As we were done, Dad saw a slight bubble which he patted flat. Somehow that pierced the baloon and the thing deflated with a resiny whoosh.

About 300# of fast setting glop all over the basement.

Dad made a wonderful sport of getting it out before Mom came home from riding.

Second version, just a hemisphere, cured fine. Got more layers so we could use it, and served well. We named it HemiSpud after the then new Sputnik.

And now the tie-in why this is in the boat building thread:

After the research was done, we carefully cut it in half to get it out of the basement, reglassed it together, filled the instrument holding holes (about 600 or so!), and tried launching a 6' diameter fiberglass carraugh.

With a large innertube lashed over the rim, it eventually became a sort of bizarre beach toy. Most fun if inverted over the water so we could make wierd noises.

Dad was a far better pilot and experimental psycholgist than boat designer.

NormMessinger
09-10-2003, 12:04 PM
Three hundred pounds! of goop? WOW!

I wonder if his idea influenced the thing eye dr.'s use to measure visual fields?

John Blazy
09-10-2003, 12:07 PM
Got any pics of this wierd thing? Must have been a good father-son 'bonding' experience :D

Ian McColgin
09-10-2003, 12:14 PM
Sometimes the fish gets larger each time the tale is told. In sober memory, it could not have been so heavy.

The baloon was 6' diameter and we put on pretty light cloth just to get the shape.
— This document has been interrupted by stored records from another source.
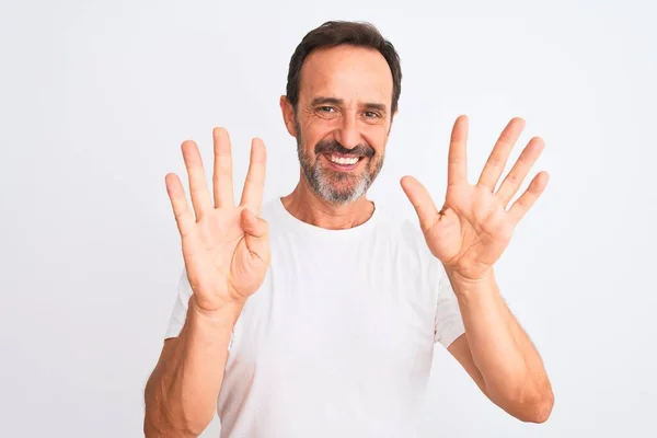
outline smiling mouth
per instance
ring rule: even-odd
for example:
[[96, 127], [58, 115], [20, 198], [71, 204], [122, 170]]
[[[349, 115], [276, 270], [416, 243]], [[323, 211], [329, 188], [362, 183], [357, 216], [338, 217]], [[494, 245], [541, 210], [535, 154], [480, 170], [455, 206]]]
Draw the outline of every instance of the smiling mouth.
[[349, 157], [349, 155], [339, 155], [336, 153], [326, 153], [324, 154], [326, 160], [335, 168], [342, 170], [349, 170], [356, 168], [356, 165], [362, 161], [365, 157]]

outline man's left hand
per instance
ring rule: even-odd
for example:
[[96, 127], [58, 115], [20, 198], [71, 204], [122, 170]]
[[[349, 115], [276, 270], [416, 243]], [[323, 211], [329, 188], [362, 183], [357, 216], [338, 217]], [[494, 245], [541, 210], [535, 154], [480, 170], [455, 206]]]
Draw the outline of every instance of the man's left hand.
[[516, 226], [548, 185], [548, 173], [539, 172], [507, 209], [543, 150], [543, 140], [534, 137], [496, 191], [509, 153], [523, 128], [521, 118], [509, 122], [477, 183], [472, 185], [468, 182], [468, 117], [457, 118], [449, 146], [447, 196], [440, 210], [417, 180], [404, 176], [401, 181], [431, 253], [448, 272], [463, 280], [477, 281], [492, 272]]

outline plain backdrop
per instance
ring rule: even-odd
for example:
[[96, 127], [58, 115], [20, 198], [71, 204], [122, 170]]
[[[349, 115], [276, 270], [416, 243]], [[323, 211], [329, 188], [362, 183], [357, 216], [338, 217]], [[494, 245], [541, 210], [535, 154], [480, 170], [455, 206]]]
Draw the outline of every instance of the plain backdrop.
[[[0, 435], [142, 436], [182, 269], [164, 175], [180, 145], [268, 148], [265, 197], [299, 177], [278, 97], [302, 36], [376, 24], [403, 67], [400, 114], [370, 197], [437, 203], [453, 120], [476, 181], [514, 116], [550, 184], [497, 265], [556, 403], [544, 425], [488, 402], [437, 348], [427, 437], [655, 437], [657, 31], [649, 2], [0, 2]], [[621, 5], [623, 4], [623, 5]], [[652, 9], [653, 8], [653, 9]], [[186, 185], [186, 182], [185, 182]], [[527, 182], [525, 186], [527, 185]], [[218, 437], [214, 422], [204, 437]]]

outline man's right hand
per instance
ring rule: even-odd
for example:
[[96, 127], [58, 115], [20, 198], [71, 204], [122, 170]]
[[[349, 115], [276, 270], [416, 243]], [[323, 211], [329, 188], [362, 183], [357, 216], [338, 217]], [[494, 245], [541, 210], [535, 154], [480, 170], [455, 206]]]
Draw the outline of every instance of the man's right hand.
[[233, 201], [232, 155], [226, 129], [215, 128], [214, 196], [198, 147], [182, 145], [193, 210], [177, 175], [165, 177], [166, 192], [182, 238], [183, 257], [196, 310], [212, 315], [227, 304], [243, 304], [262, 285], [269, 265], [268, 226], [258, 217], [265, 183], [266, 151], [253, 139], [242, 199]]

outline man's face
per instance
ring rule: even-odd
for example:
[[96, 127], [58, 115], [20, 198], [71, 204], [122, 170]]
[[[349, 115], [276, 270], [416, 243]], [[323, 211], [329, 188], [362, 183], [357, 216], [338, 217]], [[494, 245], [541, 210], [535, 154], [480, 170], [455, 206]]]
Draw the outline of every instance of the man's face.
[[343, 205], [367, 192], [391, 126], [392, 73], [374, 50], [312, 53], [301, 70], [295, 135], [303, 175], [323, 199]]

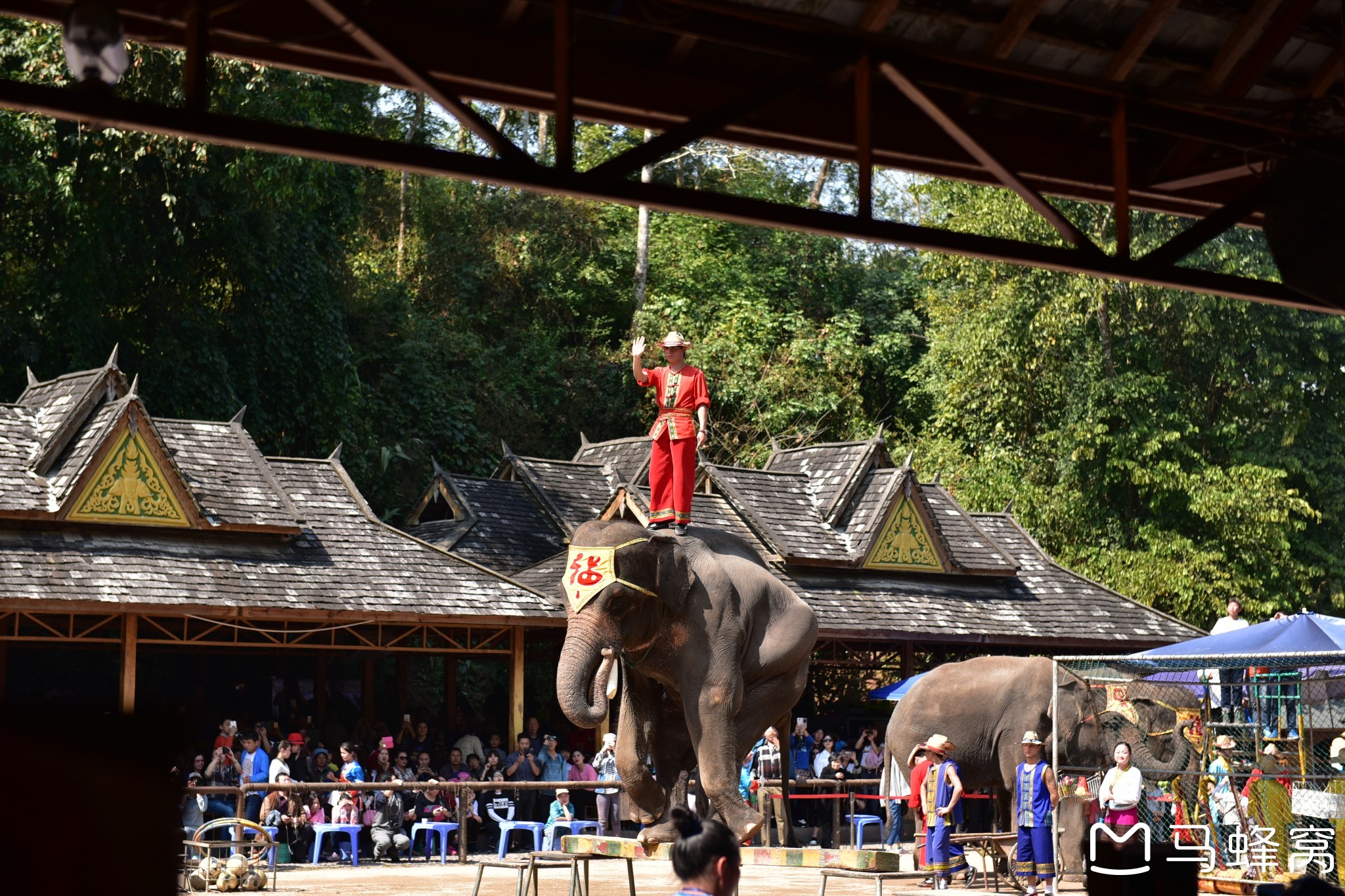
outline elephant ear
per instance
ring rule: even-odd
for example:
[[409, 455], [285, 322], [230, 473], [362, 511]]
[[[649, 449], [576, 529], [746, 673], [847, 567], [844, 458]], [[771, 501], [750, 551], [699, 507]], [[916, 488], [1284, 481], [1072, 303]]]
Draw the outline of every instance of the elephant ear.
[[659, 551], [659, 567], [655, 574], [655, 591], [670, 610], [681, 614], [686, 607], [686, 595], [691, 591], [695, 574], [686, 559], [686, 549], [675, 535], [658, 533], [651, 539]]

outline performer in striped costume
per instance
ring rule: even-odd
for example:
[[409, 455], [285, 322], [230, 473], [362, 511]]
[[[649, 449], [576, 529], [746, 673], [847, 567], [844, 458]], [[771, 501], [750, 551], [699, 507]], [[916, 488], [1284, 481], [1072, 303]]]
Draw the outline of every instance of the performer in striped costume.
[[1056, 854], [1050, 838], [1050, 813], [1060, 802], [1056, 772], [1041, 759], [1041, 737], [1036, 731], [1022, 735], [1022, 758], [1014, 787], [1014, 815], [1018, 822], [1018, 853], [1014, 875], [1026, 879], [1028, 896], [1037, 892], [1037, 883], [1053, 893]]
[[948, 881], [958, 872], [967, 870], [962, 846], [952, 842], [952, 830], [962, 823], [962, 778], [958, 763], [947, 758], [954, 744], [943, 735], [933, 735], [920, 746], [931, 762], [920, 797], [925, 818], [925, 858], [933, 875], [935, 889], [948, 889]]

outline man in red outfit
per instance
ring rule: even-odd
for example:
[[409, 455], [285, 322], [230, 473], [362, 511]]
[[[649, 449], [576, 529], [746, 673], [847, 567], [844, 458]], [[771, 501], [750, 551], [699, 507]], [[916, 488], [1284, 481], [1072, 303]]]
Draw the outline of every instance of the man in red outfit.
[[[691, 490], [695, 486], [695, 450], [705, 445], [710, 415], [710, 392], [705, 373], [686, 363], [691, 343], [677, 330], [656, 343], [663, 349], [667, 367], [652, 371], [640, 363], [644, 337], [631, 345], [631, 372], [635, 382], [655, 388], [659, 416], [650, 438], [650, 528], [666, 529], [677, 524], [677, 533], [686, 535], [691, 523]], [[699, 423], [699, 426], [694, 426]]]

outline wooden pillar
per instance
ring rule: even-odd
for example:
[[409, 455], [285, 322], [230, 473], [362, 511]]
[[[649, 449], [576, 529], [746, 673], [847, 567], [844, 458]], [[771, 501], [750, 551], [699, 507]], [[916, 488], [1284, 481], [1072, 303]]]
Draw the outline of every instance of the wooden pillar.
[[406, 712], [406, 654], [397, 654], [397, 715]]
[[[570, 0], [551, 4], [551, 83], [555, 91], [555, 168], [574, 171], [574, 102], [570, 97]], [[514, 744], [510, 743], [510, 748]]]
[[1130, 261], [1130, 146], [1126, 144], [1126, 101], [1111, 117], [1111, 180], [1116, 206], [1116, 258]]
[[317, 717], [313, 720], [319, 725], [327, 724], [327, 653], [317, 654], [317, 668], [313, 670], [313, 707]]
[[523, 626], [514, 626], [508, 635], [508, 743], [510, 750], [523, 733]]
[[136, 712], [136, 639], [140, 634], [140, 617], [128, 613], [121, 619], [121, 688], [118, 705], [121, 715]]
[[374, 657], [364, 654], [364, 682], [359, 692], [364, 703], [364, 721], [374, 721]]
[[859, 218], [873, 218], [873, 136], [870, 128], [869, 95], [873, 69], [869, 56], [859, 56], [854, 66], [854, 150], [859, 165], [855, 204]]
[[444, 725], [453, 728], [457, 719], [457, 654], [444, 654]]

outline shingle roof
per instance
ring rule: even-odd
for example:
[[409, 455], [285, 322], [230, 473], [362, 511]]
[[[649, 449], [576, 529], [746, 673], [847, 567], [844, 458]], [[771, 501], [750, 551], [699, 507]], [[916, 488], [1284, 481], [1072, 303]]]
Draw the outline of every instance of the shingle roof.
[[850, 559], [841, 535], [822, 521], [804, 473], [749, 470], [741, 466], [705, 467], [710, 480], [738, 509], [751, 514], [784, 557], [803, 560]]
[[241, 424], [156, 419], [155, 427], [207, 516], [238, 525], [299, 525], [297, 509]]
[[837, 520], [837, 529], [845, 532], [855, 556], [866, 556], [882, 531], [888, 492], [898, 476], [900, 472], [893, 467], [869, 470]]
[[600, 517], [616, 494], [616, 477], [601, 463], [514, 455], [508, 459], [521, 467], [525, 482], [531, 480], [546, 493], [572, 529]]
[[803, 473], [808, 477], [816, 505], [823, 516], [843, 496], [846, 486], [874, 450], [874, 442], [830, 442], [798, 449], [781, 449], [767, 458], [763, 469], [779, 473]]
[[452, 520], [421, 523], [408, 528], [410, 535], [438, 544], [467, 527], [449, 549], [503, 572], [522, 570], [565, 549], [565, 533], [542, 513], [523, 482], [455, 476], [452, 484], [476, 520], [469, 525]]
[[557, 615], [541, 595], [379, 523], [339, 462], [269, 463], [308, 521], [303, 536], [0, 528], [0, 594], [164, 607]]
[[923, 482], [920, 494], [929, 508], [929, 519], [954, 564], [976, 572], [1013, 572], [1014, 564], [1009, 556], [942, 485]]
[[648, 481], [650, 438], [636, 435], [608, 442], [585, 441], [570, 459], [577, 463], [605, 463], [623, 481], [640, 485]]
It was quite a lot - we used maybe three gallons of polyester nasty but that plus the glass -- it must have been less than 100# total. Still an amazing mess. We pulled pieced apart, rolled them into handy sizes, and carted them up the back bulkhead. Lucky we didn't poison ourselves getting so messy.

Dad's bit was very early in the field. Just tested two things - spin (no diff clockwise v counter) and back and forth. Plotted speed and location.

Cockpits had been designed with instruments coming back overhead since there was space. This, as is well known now, was an error as periferal vision is greatly better side to side than it is up and down.

Much sophisticated work has been done since, of course. I still am proud of the fact that Dad's dissertation was only 6 pages of text and about 60 of graphs. Gotta be the shortest psych dissertation ever!